AI can help us reduce cognitive load and surface information that helps our user achieve their goal, complete their need and go back to their lives. My focus is on making new technology updates feel intuitive, trustworthy, and human-centered.
I approach AI design with three guiding principles:
Contextual value : AI should enhance the experience by surfacing the right information at the right moment, never adding noise or complexity.
Trust through transparency : Users need to understand why an AI recommendation was made and have the ability to adjust, override, or dismiss it.
Adaptive learning : AI should evolve with user behavior, but always within safe, predictable boundaries that respect privacy and compliance.
My process combines human-centered research, rapid prototyping, and iterative testing, ala old school UX to uncover how people interact with adaptive systems. By pairing design intuition with data and technical constraints, I create AI-driven flows that feel helpful, reliable, and empowering, never introducing experiments at the user’s expense.
How my design process adapts for AI
My process is iterative, and non-linear, but well established. 💎 The steps in my design process have updated to include AI needs.
Start here!
💎 Frame the problem & opportunity
I begin by clarifying the user need and identifying where AI can add real value: whether that’s reducing cognitive load, personalizing an experience, or anticipating next steps. I map this against product goals and constraints to ensure AI is solving the right problem.
💎 Landscape research and understand signals:
I explore how people currently approach the task and what level of automation or assistance they are comfortable with. In AI design, understanding comfort zones, transparency needs, and boundaries of trust is as critical as usability.
💎 Define human and AI roles
I map workflows to decide what the AI should handle versus what the user should control. This includes defining fallbacks for when the AI is uncertain, ensuring the user never feels trapped or misled.

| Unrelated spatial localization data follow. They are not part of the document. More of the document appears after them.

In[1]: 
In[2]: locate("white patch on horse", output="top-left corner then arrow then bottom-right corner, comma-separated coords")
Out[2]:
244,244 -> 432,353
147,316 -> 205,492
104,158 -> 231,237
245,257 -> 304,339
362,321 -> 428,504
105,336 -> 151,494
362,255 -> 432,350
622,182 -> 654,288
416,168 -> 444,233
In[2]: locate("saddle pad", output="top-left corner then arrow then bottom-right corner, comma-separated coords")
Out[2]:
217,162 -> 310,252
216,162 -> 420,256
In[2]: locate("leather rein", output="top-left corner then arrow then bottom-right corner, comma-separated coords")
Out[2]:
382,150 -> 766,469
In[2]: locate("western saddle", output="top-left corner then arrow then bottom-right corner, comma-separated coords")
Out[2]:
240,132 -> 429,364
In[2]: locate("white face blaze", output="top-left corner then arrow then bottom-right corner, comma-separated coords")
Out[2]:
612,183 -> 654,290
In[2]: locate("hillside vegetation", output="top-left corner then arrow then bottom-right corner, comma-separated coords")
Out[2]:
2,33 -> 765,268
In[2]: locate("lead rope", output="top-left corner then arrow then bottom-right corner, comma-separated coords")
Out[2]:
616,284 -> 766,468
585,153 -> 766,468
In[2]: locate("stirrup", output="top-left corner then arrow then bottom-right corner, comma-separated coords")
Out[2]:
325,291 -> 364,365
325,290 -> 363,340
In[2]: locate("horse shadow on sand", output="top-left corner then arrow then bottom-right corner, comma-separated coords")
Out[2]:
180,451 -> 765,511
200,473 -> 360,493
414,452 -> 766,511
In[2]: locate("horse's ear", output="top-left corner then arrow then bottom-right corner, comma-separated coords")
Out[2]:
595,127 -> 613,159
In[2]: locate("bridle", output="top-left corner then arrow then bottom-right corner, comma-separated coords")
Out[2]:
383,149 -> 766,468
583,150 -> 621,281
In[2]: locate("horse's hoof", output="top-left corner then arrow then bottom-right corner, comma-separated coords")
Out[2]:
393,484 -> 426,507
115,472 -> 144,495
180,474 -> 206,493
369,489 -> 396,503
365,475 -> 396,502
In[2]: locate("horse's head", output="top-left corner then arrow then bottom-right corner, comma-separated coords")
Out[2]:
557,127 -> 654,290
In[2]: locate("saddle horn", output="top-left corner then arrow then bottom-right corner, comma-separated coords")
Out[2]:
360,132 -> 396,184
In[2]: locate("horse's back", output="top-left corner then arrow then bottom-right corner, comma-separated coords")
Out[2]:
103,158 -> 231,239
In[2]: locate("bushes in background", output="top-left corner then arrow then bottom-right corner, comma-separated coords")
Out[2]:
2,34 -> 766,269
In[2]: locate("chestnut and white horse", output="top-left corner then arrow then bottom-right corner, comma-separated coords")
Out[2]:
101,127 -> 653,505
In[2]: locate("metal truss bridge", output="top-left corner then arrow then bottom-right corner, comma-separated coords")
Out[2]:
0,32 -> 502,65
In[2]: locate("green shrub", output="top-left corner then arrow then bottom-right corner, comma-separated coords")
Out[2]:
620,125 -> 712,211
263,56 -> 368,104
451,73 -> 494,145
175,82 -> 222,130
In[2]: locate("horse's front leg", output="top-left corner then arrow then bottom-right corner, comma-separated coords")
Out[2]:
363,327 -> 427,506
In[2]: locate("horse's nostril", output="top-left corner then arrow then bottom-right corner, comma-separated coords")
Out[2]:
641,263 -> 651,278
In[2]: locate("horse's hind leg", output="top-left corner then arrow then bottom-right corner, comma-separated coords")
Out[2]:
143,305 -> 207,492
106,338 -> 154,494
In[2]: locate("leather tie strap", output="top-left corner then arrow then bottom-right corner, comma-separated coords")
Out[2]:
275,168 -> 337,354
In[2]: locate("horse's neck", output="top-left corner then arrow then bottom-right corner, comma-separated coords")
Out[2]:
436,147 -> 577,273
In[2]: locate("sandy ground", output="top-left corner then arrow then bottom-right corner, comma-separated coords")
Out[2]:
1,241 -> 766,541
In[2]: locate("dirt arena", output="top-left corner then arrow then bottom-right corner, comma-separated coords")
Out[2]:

💎 Prototype adaptive flows
I design and prototype the flows that showcase AI responses change based on context. I pay special attention to explainability cues (e.g., “Because you did X, we recommend Y”) and controls for user override.
💎 Test!
I validate early and often running usability tests to measure trust, comprehension, and perceived value. For AI features, I evaluate not just whether users can complete a task, but whether they feel confident and in control while doing it.
💎 Iterate
I refine the design using both qualitative feedback and quantitative signals (clickthrough, dismissal rates, engagement). This dual lens helps balance user trust with system accuracy.
💎 Collaborate with engineering, data et al.
I work closely with engineers and data scientists to understand model limitations, bias risks, and latency. This ensures the design reflects the real capabilities of the AI and avoids overpromising.
💎 Evolve & scale with systems thinking
All successful patterns are, ideally, integrated into the design system, creating reusable AI-friendly components (such as recommendation cards, adaptive tooltips, or confidence indicators) that can scale across products.